Verifying distributed systems with Isabelle/HOL

mjb · on Oct 12, 2022

> For this reason, formal proofs of correctness are valuable for distributed algorithms.

I have a massive amount of respect for Martin and his work, but I think that this emphasis is the wrong one (if our goal is to increase the correctness of deployed distributed algorithms).

Instead, I like to think (building off work of folks like Ankush Desai, an AWS colleague and creator of P) that the process of specification, and it's products, are more valuable than the creation of a proof. Model checking - either exhaustive or stochastic - is valuable for checking the properties of specifications, but pushing the last step into full proof is often not worth the additional effort. Instead, I think making proof the focus and goal tends to turn most programmers off the whole topic.

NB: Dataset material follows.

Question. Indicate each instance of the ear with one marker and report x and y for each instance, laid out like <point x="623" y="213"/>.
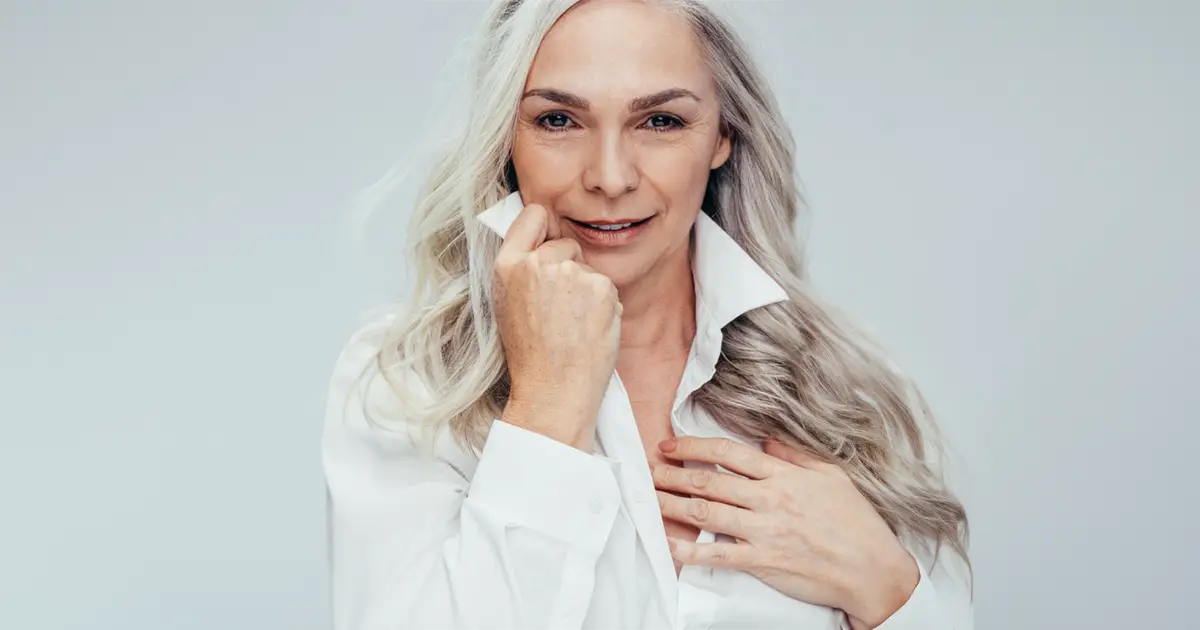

I think we should be saying to folks "If you pick up these tools you'll end up with a crisp specification that'll help you move faster at development time, extremely clear documentation of your protocol, and a deeper understanding of what your protocol does" instead of "if you pick up these tools you'll end up with the mathematical artifact of a proof". This has been a big shift in my own thinking. When I first picked up Promela, Alloy, and TLA+/TLC/TLAPS, my own focus was on proof (and remained so until 2014 ish, when I spent a lot of time talking to Chris Newcombe and Leslie Lamport as we were writing the "Formal Methods at AWS" CACM paper). Over time I've found the journey much more valuable than the artifact, and tools like PlusCal and P which make specification more approachable more valuable than tools with less familiar syntax and semantics.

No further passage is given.